Adik tiriku, Mizuto Irido, sepertinya
dia baru saja menelan pil pahit.... Ahh, kurasa bahkan percakapan formal denganku
menyakitkan untukmu? Hmph.
“apa yang kita masak untuk makan
malam?”
“Jangan membuatnya terdengar seperti
aku yang harus bertanggung jawab untuk ini. Aku bukan ibumu.”
“Itu benar. Aku mendiskusikan ini
denganmu karena kau akan makan di meja yang sama denganku. Ah sial, aku tidak
bisa terus seperti ini.”
...Kau membuatnya terdengar seperti akulah
yang bodoh. Aku sudah tumbuh, kau tahu? Dibandingkan saat pertama kali kita
bertemu.
Adik tiriku ini kurus seperti taoge
yang tumbuh di tempat teduh. Dia tidak pernah memiliki mata yang tampak baik,
mereka menjadi lebih menyeramkan saat dia dengan cemas mengetukkan jari kakinya
ke lantai.
Rambutnya benar-benar berantakan, dan
dia tampak seperti tak peduli dengan pakaiannya. Faktanya, wajah pria ini sama
generiknya dengan ilustrasi. Tingkat kasih sayangku padanya sudah sampai pada
angka negatif, dan dia sangat menjengkelkan, tapi rasanya, jika dia benar-benar
mencoba, dia bisa terlihat lebih baik, dan mengetahui itu tidak menghasilkan
apapun selain meningkatkan kekesalanku padanya.
“Aku akan menyiapkan makan malam
sendiri kalau begitu. Aku yang memutuskan menunya, apa tidak masalah?”
“Menyiapkan....apa kau bisa memasak?”
“Pffft.” Mizuto tertawa kecil, dan dia
menatapku seperti aku ini bodoh. Pria ini tau aku tidak bisa memasak. Dia
pernah makan bento yang aku buat yang pada dasarnya adalah limbah industri,
“Yap, ini sangat enak” dan membuat kebohongan yang begitu berani.
“Yah, sekarang kita adalah keluarga.
Aku bisa memasak beberapa untukmu. Bersyukurah kau bisa makan masakanku seperti
babi.”
Suatu hari nanti, aku akan membantai
orang ini.
Aku mencoba tersenyum sebanyak yang aku
bisa, sambil menyembunyikan niat membunuh ini di dalam diriku.
“Tidak, Mizuto-kun, aku akan menyesal
jika menyerahkan semuanya padamu. Aku juga akan membantu.”
“Tidak perlu. Akan sangat merepotkan
jika tanganmu jadi itu dipenuhi dengan plester.”
“Aku hanya tidak suka menerima hasil
kerjamu dengan sepenuh hati, dasar pria berdarah dingin.”
“Aku tidak ingin mendengarmu
mengatakan itu, dasar gadis berdarah dingin.”

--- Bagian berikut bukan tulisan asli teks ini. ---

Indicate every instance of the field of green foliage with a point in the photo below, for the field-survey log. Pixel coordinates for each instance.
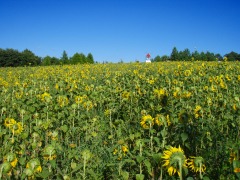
(169, 120)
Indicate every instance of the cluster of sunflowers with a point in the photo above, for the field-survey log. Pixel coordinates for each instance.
(126, 118)
(15, 127)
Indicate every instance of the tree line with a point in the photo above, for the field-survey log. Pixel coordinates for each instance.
(186, 55)
(14, 58)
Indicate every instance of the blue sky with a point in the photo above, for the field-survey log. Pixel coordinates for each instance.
(114, 30)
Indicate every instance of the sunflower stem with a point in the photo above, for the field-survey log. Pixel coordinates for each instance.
(180, 168)
(200, 171)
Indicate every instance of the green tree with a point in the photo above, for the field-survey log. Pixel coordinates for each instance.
(165, 58)
(90, 58)
(64, 59)
(210, 56)
(196, 55)
(233, 56)
(29, 58)
(174, 55)
(157, 59)
(76, 58)
(46, 61)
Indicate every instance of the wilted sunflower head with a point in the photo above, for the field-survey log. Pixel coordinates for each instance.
(174, 159)
(196, 164)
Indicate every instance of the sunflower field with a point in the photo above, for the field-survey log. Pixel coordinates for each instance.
(167, 120)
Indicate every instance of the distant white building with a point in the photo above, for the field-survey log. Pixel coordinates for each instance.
(148, 56)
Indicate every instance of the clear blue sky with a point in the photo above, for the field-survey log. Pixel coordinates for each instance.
(114, 30)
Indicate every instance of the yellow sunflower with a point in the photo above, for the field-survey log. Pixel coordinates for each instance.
(9, 122)
(17, 128)
(174, 160)
(196, 164)
(147, 121)
(237, 170)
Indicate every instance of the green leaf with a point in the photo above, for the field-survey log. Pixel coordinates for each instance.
(32, 109)
(164, 133)
(45, 173)
(206, 178)
(139, 177)
(139, 159)
(148, 165)
(184, 137)
(22, 160)
(64, 128)
(157, 157)
(125, 175)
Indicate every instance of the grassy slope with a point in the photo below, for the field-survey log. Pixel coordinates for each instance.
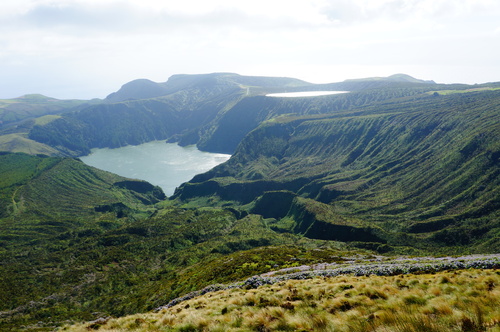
(32, 106)
(427, 166)
(465, 300)
(72, 261)
(76, 241)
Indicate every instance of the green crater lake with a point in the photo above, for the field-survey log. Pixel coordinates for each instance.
(167, 165)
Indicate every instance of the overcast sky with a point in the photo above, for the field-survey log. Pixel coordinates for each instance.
(89, 48)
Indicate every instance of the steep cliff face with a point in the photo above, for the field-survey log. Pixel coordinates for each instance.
(422, 165)
(214, 111)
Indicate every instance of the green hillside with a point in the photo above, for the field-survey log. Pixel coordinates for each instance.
(32, 106)
(214, 111)
(397, 166)
(415, 171)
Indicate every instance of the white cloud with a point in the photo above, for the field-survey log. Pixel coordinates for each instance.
(97, 45)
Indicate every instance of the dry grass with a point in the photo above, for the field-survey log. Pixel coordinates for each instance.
(467, 300)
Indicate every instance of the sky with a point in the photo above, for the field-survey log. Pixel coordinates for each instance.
(84, 49)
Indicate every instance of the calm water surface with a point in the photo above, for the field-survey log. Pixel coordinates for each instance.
(162, 164)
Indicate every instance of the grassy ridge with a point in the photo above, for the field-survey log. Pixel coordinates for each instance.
(445, 301)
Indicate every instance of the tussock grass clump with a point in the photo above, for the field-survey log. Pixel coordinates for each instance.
(467, 301)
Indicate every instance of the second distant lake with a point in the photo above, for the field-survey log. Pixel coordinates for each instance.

Mizuto tampak kesal, sebelum tiba-tiba
menghela nafas. Apakah dia berpikir kalau desahannya itu akan menunjukkan bahwa
dia mengkhawatirkanku? Jika begitu, cepatlah mati saja.
“Ayo pergi.”
“...Pergi?”
Kemana? Aku memiringkan
kepalaku.
“Kita perlu membeli bahan untuk makan
malam. Kau pikir makanan akan muncul dari langit?”
Apa-apaan situasi ini? Kenapa aku
pergi ke supermarket dengan mantan pacarku yang baru saja putus denganku
sebulan yang lalu? Bukankah ini seperti pengantin baru? Atau pasangan yang
tinggal bersama?
“Emm....ohh, ini murah.”
Dan ketika aku berpikir begitu, mantan
pacarku mulai memasukkan satu demi satu barang belanjaan ke dalam keranjang
belanja.
Apakah pria ini tidak tau situasi yang
kami berdua hadapi saat ini? Seberapa tidak pekanya dia—atau dia tidak menganggapku sebagai wanita? ...tidak, yah, aku
bukan wanita baginya, dan dia bukan pria. Aku kakak perempuan, dan dia adik
laki-laki... Tunggu, bukankah ini pengulangan dari apa yang terjadi saat itu?
Aku satu-satunya yang membiarkan pikiranku menjadi liar, aku satu-satunya yang
tidak senang dengan ini. Aku harus tetap tenang.
“...Rasanya kau mengambil bahan-bahan
secara acak. Apa kau sudah memikirkan
apa yang ingin kau masak?”
“Hm? Belum.”
“Ehh...kau belum memikirkannya? Bahan
ini akan digunakan untuk makan malam, kan?”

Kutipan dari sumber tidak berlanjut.